Tim Gorichanaz, Jonathan Furner, Lai Ma, David Bawden, Lyn Robinson, Dominic Dixon, Ken Herold, Sille Obelitz Søe, Betsy Van der Veer Martens and Luciano Floridi

The purpose of this paper is to review and discuss Luciano Floridi’s 2019 book The Logic of Information: A Theory of Philosophy as Conceptual Design, the latest instalment…

Abstract

Purpose

The purpose of this paper is to review and discuss Luciano Floridi’s 2019 book The Logic of Information: A Theory of Philosophy as Conceptual Design, the latest instalment in his philosophy of information (PI) tetralogy, particularly with respect to its implications for library and information studies (LIS).

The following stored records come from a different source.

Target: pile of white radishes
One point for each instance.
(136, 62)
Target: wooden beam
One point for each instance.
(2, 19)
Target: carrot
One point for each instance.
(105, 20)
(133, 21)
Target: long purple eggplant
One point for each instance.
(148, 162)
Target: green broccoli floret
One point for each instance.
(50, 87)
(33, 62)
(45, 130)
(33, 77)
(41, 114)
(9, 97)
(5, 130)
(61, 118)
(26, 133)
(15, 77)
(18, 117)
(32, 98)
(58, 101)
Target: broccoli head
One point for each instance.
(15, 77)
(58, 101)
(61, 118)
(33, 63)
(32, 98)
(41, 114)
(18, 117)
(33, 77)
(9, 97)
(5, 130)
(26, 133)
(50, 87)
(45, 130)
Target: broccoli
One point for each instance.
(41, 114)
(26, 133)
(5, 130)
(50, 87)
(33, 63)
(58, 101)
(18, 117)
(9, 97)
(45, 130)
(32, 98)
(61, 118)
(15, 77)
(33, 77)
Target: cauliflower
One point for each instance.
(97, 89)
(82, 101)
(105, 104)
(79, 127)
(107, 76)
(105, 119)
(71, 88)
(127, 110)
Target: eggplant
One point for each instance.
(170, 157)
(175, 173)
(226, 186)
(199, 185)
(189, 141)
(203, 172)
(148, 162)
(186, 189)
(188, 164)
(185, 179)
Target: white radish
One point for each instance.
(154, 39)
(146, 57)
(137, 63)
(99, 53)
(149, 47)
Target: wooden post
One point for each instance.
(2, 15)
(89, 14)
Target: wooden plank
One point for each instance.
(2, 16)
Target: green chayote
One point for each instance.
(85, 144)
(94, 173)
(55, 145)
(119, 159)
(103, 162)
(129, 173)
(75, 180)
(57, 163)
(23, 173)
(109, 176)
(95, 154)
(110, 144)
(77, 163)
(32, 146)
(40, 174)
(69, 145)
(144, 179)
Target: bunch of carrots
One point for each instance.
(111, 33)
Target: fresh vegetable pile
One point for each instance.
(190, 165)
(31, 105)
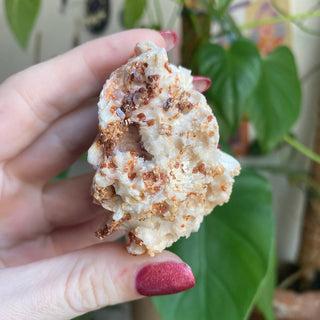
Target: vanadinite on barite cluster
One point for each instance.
(158, 167)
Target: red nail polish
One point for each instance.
(170, 37)
(164, 278)
(201, 84)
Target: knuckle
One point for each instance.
(84, 290)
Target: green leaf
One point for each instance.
(223, 5)
(229, 256)
(275, 105)
(133, 10)
(266, 293)
(21, 16)
(235, 73)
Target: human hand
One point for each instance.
(51, 266)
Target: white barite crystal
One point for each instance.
(158, 167)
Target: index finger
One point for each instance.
(34, 98)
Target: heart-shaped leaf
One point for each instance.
(229, 256)
(275, 105)
(133, 10)
(21, 16)
(223, 5)
(235, 73)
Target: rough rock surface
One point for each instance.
(159, 170)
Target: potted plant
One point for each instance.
(233, 254)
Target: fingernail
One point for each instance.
(201, 83)
(164, 278)
(170, 37)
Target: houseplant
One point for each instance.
(232, 255)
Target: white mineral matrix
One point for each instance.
(159, 170)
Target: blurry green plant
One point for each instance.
(233, 254)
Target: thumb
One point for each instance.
(66, 286)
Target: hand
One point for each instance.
(51, 265)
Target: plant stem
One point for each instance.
(264, 22)
(159, 13)
(302, 148)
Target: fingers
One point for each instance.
(59, 146)
(68, 202)
(66, 286)
(39, 95)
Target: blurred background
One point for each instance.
(204, 27)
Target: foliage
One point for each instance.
(229, 256)
(275, 105)
(232, 256)
(236, 72)
(133, 11)
(267, 90)
(21, 16)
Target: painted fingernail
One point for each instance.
(164, 278)
(201, 83)
(170, 37)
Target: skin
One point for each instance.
(51, 265)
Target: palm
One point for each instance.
(48, 128)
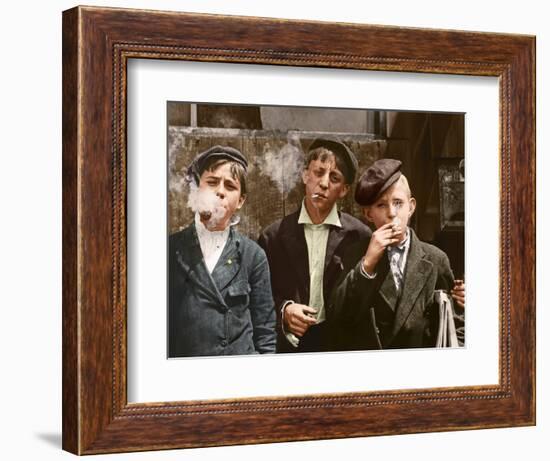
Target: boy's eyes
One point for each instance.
(397, 203)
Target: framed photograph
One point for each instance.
(194, 144)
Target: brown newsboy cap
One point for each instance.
(376, 179)
(339, 149)
(196, 169)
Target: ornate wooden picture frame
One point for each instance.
(97, 44)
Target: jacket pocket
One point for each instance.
(238, 294)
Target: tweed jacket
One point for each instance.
(227, 312)
(285, 245)
(369, 314)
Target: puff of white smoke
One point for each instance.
(284, 166)
(207, 204)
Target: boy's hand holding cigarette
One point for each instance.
(388, 234)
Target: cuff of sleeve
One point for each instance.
(290, 337)
(364, 273)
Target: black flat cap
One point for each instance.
(196, 169)
(342, 151)
(376, 179)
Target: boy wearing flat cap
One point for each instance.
(385, 299)
(219, 289)
(305, 248)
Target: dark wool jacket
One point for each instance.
(224, 313)
(285, 245)
(368, 314)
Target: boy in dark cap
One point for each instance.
(305, 248)
(385, 299)
(219, 297)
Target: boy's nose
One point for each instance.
(220, 191)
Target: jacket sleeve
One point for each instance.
(446, 282)
(272, 254)
(262, 309)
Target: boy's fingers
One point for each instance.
(309, 310)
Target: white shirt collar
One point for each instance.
(203, 232)
(332, 219)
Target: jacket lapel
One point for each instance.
(417, 272)
(190, 259)
(333, 262)
(294, 241)
(229, 263)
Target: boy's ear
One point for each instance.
(344, 191)
(366, 214)
(412, 206)
(305, 174)
(242, 199)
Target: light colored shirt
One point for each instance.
(399, 253)
(316, 240)
(211, 242)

Design/methodology/approach

Nine scholars with research interests in philosophy and LIS read and responded to the book, raising critical and heuristic questions in the spirit of scholarly dialogue. Floridi responded to these questions.

Findings

Floridi’s PI, including this latest publication, is of interest to LIS scholars, and much insight can be gained by exploring this connection. It seems also that LIS has the potential to contribute to PI’s further development in some respects.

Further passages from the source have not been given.